Essa historinha envolve três amigos controladores, que através deles vamos vislumbrar algumas das muitas facetas que constroem o “espírito” do controlador de tráfego aéreo.
Até bem pouco tempo atrás, era mantida uma prática sadia de “batizar” o novato, quando ele começava a trabalhar no órgão de tráfego aéreo. O efeito-fim era rapidamente atingido: a sua integração no grupo.
Até bem pouco tempo atrás, era mantida uma prática sadia de “batizar” o novato, quando ele começava a trabalhar no órgão de tráfego aéreo. O efeito-fim era rapidamente atingido: a sua integração no grupo.
O Otávio, um dos que mais cultivava a arte de armar gozações, durante um turno de serviço no período da tarde e já ciente de que colegas que iriam substituí-lo no “pernoitão” seriam o "François” e um novato, preparou o interior da velha torre do Rio para o “espetáculo”, mas sem nada contar aos futuros intérpretes.
Usando a almofada de carimbo, umedeceu com tinta as pontas dos dedos e juntando-as, foi imprimindo as marcas, parecidas com as patas de um animal, formando uma trilha que passava por cima do balcão lateral, subia pelo vidro, atravessava todo o teto da torre (ele teve que subir numa mesa para fazer essas marcas) e descia do outro lado, terminando por sair na portinhola baixa que servia para a ventilação. Isso feito, ele se utilizou das cinzas dos cigarros que havia no cinzeiro e foi espalhando-as, cuidadosamente por sobre as marcas, dando-lhe aspecto de terem sido feitas há bastante tempo. Já próximo ao horário de rendição, o novato chegou primeiro e começou a tomar conhecimento dos afazeres, quando o Otávio dele se aproximou e cochichou ao seu ouvido:
- To preocupado com você...
- Qual problema chefe?
Eu não devia te contar, mas como se trata de um assunto delicado, é melhor que saiba logo. É que só tu estás fazendo dupla com o François, porque ninguém quer trabalhar com ele nesta época do mês.

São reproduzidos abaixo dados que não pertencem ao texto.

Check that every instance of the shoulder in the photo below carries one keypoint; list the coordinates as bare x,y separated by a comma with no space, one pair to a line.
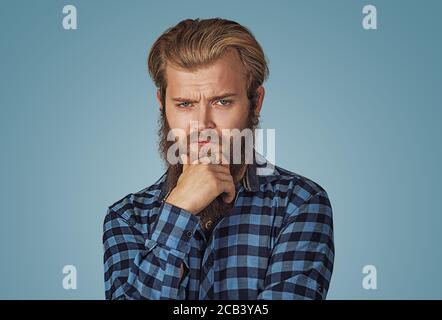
301,191
135,208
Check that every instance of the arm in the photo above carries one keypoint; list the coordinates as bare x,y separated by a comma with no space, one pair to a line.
139,268
301,263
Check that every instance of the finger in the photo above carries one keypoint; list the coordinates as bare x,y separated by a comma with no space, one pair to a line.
225,177
217,168
229,189
185,161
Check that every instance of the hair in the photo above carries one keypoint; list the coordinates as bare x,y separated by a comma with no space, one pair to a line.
195,43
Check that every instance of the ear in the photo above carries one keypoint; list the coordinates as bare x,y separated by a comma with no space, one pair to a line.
260,99
159,99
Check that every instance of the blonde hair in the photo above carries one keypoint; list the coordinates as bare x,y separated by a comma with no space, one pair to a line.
194,43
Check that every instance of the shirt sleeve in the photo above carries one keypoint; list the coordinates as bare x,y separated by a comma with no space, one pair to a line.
136,267
301,262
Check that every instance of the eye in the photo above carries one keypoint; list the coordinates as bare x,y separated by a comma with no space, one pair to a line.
224,102
184,104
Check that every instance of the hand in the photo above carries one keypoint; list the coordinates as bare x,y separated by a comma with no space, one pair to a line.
200,183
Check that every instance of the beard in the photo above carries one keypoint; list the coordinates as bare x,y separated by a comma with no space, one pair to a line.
216,209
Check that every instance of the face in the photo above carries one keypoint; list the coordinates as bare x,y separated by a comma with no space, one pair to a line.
215,96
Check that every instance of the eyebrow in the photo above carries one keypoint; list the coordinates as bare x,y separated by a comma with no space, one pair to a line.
222,96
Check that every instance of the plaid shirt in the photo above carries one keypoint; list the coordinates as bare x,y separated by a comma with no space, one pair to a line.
275,243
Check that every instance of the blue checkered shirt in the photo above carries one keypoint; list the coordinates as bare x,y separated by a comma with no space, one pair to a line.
275,243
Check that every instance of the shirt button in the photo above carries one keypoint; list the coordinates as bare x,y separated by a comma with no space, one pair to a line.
209,224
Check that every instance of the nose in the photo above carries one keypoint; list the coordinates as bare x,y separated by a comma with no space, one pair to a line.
205,120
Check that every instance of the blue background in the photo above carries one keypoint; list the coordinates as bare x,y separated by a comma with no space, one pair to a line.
356,111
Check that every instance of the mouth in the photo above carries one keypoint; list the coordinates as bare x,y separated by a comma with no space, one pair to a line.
203,142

- Ué, e o que é que tem isso?
Bem é que nestes dias, devido à fase lunar, o François.... Bem, lá pela meia noite, ele costumava se transformar em lobisomem, mas apesar da aparência horrível em que fica, até hoje, nunca fez mal a ninguém. Enquanto falava, o Otávio dirigia o olhar do novato para as marcas que ele fizera.
- E como ninguém toma providências? - Perguntou o novato engolindo em seco.
- Isso não tem conserto, rapaz. É um triste fardo que ele tem de carregar, mas esse é o único emprego que ele conseguiu manter para continuar sobrevivendo, isso sem contar que é um excelente profissional. Sempre que aproxima da meia noite, ele dá um jeito de sair e se transforma no “bicho”. Toma cuidado, viu !?
Com a chegada do François, o Otávio se despediu e foi pra casa. O resto da história nos foi contato posteriormente pelo próprio François, que era um tipo muito magro, e tinha a arcada dentária superior composta de dentes amarelados, salientes e de tamanho bem maior que o normal.
Logo que ficaram sozinhos na torre, o novato pediu para ir ao reservado e, em vez disso, foi até a cozinha do aeroporto, onde conseguiu arranjar alguns dentes de alho que guardou no bolso. No caminho de volta, armou-se de uma ripa que ocultou sob a perna da calça. Continuaram trabalhando, mas as marcas das patas cruzando o teto da torre não saíam da visão, nem da mente do novato.
Começou a se aproximar da meia noite e o pobre do François, como já era de conhecimento geral, gostava de tomar seu café no aeroporto, justamente naquele horário. Dentro da penumbra reinante no interior da torre, o François virou seus grandes olhos para o novato e lhe falou, com sua voz grave e ligeiramente rouca:
- Dá um guenta ai que eu vou beber um café e tomar um pouco de ar.
Foi demais para o novato. Deu um salto pro lado, sacou uma ripa sob a perna da calça, enquanto sua outra mão, trêmula, revolvia o bolso.
- Ó, se tu pensas que vai vira lobisomem, eu não vou te dar folga não. Já estou com dente de alho para cortar a metamorfose e se não der certo, olha que o porrete vai comer solto no teu lombo. To sabendo de tudo! A tua transformação hoje não vai acontecer não!!....
O François percebeu logo que se tratava de “mais uma do Otávio” e, com muito tato, foi acalmando o garoto até que acabaram aos risos hilários dos dois, e sempre a pensar num “troco” para aquela brincadeira, que ao ser contado aos demais na rendição, já de manhã, não conseguiam se conter aos risos de mais um batismo da torre. E por muito tempo ao passarem pelo novato ainda faziam trejeitos de transformação em lobisomem.